The victims of war
Hundreds have died and thousands have voluntarily surrendered to authorities in the course of President Duterte’s war on drugs. And though his violent and urgent campaign has done much to bring the issue to the national conversation, it also reveals how ill-equipped our legal infrastructure is in dealing with the victims of this war. The infrastructure required for the rehabilitation of drug users is lacking, and the way our law treats drug offenders is unfair and dehumanizing.
Currently, drug addicts who are convicted of possession of dangerous drugs face extreme penalties. According to the Dangerous Drugs Act of 2002 (Republic Act No. 9165), a drug convict can face life imprisonment and be fined from P500,000 to P10,000,000 simply for the possession of 10 grams of most illegal substances. These harsh penalties treat drug addicts in the same level as robbers and murderers. But this punitive approach to drug crime rests on a flawed assumption—that drug addiction is the addict’s fault.
We put murderers in prison because they chose to commit murder; we put robbers in prison because they chose to steal. But to make the same statement for drug users is to oversimplify the nature of addiction. Though the initial choice to take drugs is primarily the user’s, the physical dependence on the substance that follows is not. In fact, research in addiction reveals that it is not caused by a lack of will, but rather by a combination of biochemical and social factors that are outside the user’s control.
Biochemically, drugs have been found to alter the structure of the brain in order to create physical dependence. The result is not just an abstract desire for drugs, but also a physical need for the substance which manifests in severe withdrawal symptoms if the drugs are avoided. In addition, according to a Harvard Medical School health report, genetic research has shown that some people are predisposed to addiction, making them more susceptible to continued drug use.
A recent book by Johann Hari titled “Chasing the Scream” argues that drug dependence is fostered by feelings of social isolation. Hari cites a study that followed American troops in the Vietnam War: 20 percent of the soldiers were using heroin during the war, yet when they returned home, 95 percent of them went on to live their lives without an addiction to the drug. Hari argues that the stressful conditions created by the Vietnam War exacerbated the soldiers’ dependence—conditions that were no longer present back at home, where the soldiers had friends, family, and a support system. In other words, drug addiction isn’t just an individual choice; rather, it’s a consequence of adverse social factors.
But what these biochemical and social factors have in common is that they are primarily outside the drug user’s control. Once addiction sets in, the user cannot choose to physically reset his or her brain and remove his or her dependence; similarly, the user cannot choose to create a social environment that is more accepting and supporting.
Though the threat of life imprisonment and fines amounting to millions of pesos may on the surface deter people from using illicit substances, it does not strike at the heart of the problem. Fear of punishment does not eliminate the social conditions that lead to addiction. Neither does it eliminate the biological dependence on the drug that users gain. And a lifetime in prison or even the possibility of death is a needlessly harsh answer to an addiction that is often outside the user’s control.
Luckily, steps have been made in the right direction. RA 9165 also states that drug users can voluntarily submit to treatment and rehabilitation: This provision in the law is the beginning of what can hopefully become a rehabilitative approach to dealing with drug crimes. Additionally, under the Duterte administration, law enforcement is taking steps to crack down on the trade in illegal drugs, and thousands who have surrendered now undergo treatment and rehabilitation.
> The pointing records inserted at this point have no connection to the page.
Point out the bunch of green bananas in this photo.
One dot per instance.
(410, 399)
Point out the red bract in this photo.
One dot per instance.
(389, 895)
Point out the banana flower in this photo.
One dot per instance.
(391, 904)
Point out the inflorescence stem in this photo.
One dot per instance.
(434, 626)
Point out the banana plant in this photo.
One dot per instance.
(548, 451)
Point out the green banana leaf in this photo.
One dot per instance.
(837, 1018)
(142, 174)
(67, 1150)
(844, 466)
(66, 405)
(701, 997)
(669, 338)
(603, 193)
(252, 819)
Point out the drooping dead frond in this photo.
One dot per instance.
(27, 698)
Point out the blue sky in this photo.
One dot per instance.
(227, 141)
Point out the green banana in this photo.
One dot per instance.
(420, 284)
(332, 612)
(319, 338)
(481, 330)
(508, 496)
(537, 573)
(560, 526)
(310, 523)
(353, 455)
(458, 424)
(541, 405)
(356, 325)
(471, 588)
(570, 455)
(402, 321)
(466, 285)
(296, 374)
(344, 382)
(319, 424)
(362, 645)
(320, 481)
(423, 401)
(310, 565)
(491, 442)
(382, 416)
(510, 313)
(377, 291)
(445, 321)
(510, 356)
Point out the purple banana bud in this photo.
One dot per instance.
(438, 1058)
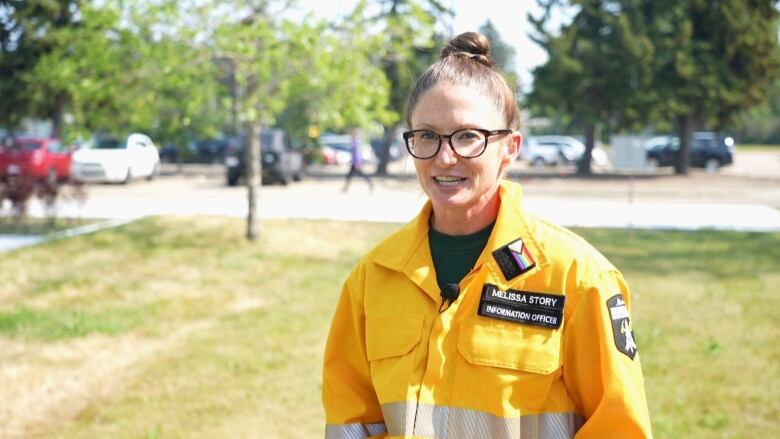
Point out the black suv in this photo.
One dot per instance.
(708, 150)
(281, 161)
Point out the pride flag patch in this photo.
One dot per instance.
(514, 259)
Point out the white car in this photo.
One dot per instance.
(337, 150)
(556, 150)
(111, 160)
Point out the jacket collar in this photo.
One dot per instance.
(408, 251)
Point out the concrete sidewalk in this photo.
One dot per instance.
(400, 205)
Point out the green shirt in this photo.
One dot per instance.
(455, 255)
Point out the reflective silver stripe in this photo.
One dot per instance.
(449, 422)
(399, 417)
(354, 431)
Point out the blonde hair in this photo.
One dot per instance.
(466, 61)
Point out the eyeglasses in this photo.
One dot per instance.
(468, 143)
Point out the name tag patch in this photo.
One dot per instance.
(621, 326)
(536, 309)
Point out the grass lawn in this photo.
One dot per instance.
(176, 327)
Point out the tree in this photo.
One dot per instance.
(408, 45)
(503, 54)
(713, 60)
(598, 67)
(279, 65)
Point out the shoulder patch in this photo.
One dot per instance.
(621, 326)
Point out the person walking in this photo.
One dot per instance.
(478, 319)
(356, 164)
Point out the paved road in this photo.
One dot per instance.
(723, 201)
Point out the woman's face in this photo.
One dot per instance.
(450, 181)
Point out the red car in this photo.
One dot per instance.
(39, 157)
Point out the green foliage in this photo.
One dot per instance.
(182, 70)
(58, 324)
(239, 321)
(629, 63)
(503, 54)
(598, 67)
(407, 45)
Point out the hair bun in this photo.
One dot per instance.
(471, 45)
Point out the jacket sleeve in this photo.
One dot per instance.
(352, 409)
(601, 365)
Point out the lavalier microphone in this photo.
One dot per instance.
(449, 294)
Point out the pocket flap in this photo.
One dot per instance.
(392, 336)
(510, 346)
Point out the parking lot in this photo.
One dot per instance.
(745, 196)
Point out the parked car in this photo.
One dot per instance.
(397, 148)
(559, 150)
(115, 160)
(281, 161)
(215, 150)
(336, 150)
(709, 150)
(539, 154)
(43, 158)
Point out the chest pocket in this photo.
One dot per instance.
(507, 368)
(391, 344)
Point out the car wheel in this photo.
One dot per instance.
(712, 165)
(652, 163)
(51, 177)
(155, 172)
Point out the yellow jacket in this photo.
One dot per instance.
(534, 347)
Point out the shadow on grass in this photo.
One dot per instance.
(722, 254)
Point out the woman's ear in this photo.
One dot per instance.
(511, 148)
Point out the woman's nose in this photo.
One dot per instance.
(446, 155)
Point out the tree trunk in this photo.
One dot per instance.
(57, 116)
(684, 131)
(583, 165)
(384, 151)
(253, 172)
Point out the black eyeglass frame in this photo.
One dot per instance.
(487, 133)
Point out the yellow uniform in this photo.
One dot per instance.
(537, 344)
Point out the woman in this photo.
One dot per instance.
(476, 319)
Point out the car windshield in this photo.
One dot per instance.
(25, 145)
(107, 144)
(340, 146)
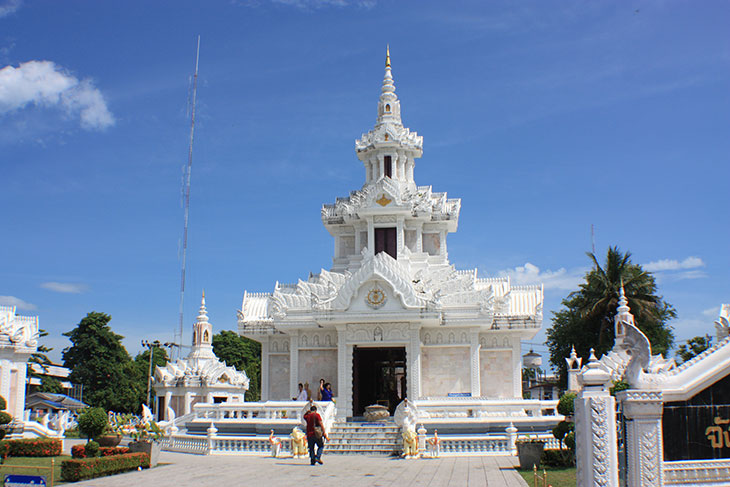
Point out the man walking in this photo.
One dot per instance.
(316, 435)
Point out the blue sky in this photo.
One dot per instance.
(544, 118)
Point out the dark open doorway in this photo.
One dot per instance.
(379, 377)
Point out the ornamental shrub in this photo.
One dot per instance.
(91, 449)
(565, 404)
(79, 451)
(92, 422)
(41, 447)
(89, 468)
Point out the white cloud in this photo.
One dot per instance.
(673, 265)
(8, 7)
(17, 302)
(561, 279)
(42, 83)
(713, 312)
(64, 287)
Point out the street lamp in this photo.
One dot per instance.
(150, 345)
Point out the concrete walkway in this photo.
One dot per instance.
(184, 470)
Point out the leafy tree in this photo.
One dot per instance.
(693, 347)
(586, 319)
(51, 384)
(99, 362)
(243, 354)
(92, 422)
(142, 365)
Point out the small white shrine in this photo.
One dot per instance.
(392, 318)
(18, 341)
(198, 378)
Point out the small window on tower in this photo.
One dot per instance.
(387, 166)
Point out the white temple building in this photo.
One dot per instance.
(392, 318)
(198, 378)
(18, 341)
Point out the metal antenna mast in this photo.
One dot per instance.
(179, 334)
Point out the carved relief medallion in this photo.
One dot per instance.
(375, 298)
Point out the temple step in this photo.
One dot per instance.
(355, 438)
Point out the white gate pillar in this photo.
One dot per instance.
(644, 443)
(596, 450)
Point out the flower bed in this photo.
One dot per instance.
(79, 451)
(43, 447)
(89, 468)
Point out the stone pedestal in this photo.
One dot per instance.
(643, 413)
(595, 429)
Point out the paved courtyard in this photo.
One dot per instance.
(184, 470)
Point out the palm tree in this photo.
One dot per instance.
(587, 318)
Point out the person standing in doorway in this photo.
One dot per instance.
(316, 435)
(302, 394)
(327, 392)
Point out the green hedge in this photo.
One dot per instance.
(89, 468)
(557, 458)
(41, 447)
(79, 451)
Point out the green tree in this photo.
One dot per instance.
(243, 354)
(142, 364)
(693, 347)
(586, 318)
(99, 362)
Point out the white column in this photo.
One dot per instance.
(413, 356)
(188, 400)
(596, 451)
(474, 348)
(400, 237)
(344, 374)
(20, 388)
(644, 443)
(265, 369)
(293, 364)
(516, 366)
(5, 366)
(371, 237)
(168, 404)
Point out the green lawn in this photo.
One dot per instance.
(7, 467)
(557, 477)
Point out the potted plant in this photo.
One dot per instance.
(529, 450)
(92, 424)
(145, 438)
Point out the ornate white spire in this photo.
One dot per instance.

Nevertheless, more can be done. What of the many drug criminals who do not surrender voluntarily, due to many possible reasons—biological dependence, shame, ignorance of the possibility of treatment, or even a fear of being killed outside the law? Do they deserve the harsh penalties currently in place? And though the rehabilitation programs in place are admirable, are they effective enough to deal with the thousands of surrendering addicts?
Laying the groundwork for the rehabilitation of drug users will not be easy, and our political and social systems have a long way to go. But this is work that needs to be done—work that recognizes the humanity of drug users, and work that recognizes the purpose of the law as ultimately to uphold the rights of citizens. And this is work that needs to be done quickly as thousands of drug addicts will be convicted and incarcerated in a continuing campaign against drug use. It is inhumane for them to enter a legal system which still, for the most part, does not recognize the nature of their addiction.
President Duterte won the election with a powerful and admirable promise to change the broken systems present in Philippine politics and society—a corrupt government, an inefficient political bureaucracy, an unequal economy. It’s time for us to bring that change to the legal and social systems we have in place for dealing with drug users, and to rethink the punitive way we deal with drug-related crime.
Ethan Chua, 18, is an incoming freshman at Stanford University, a student journalist, and a spoken word poet.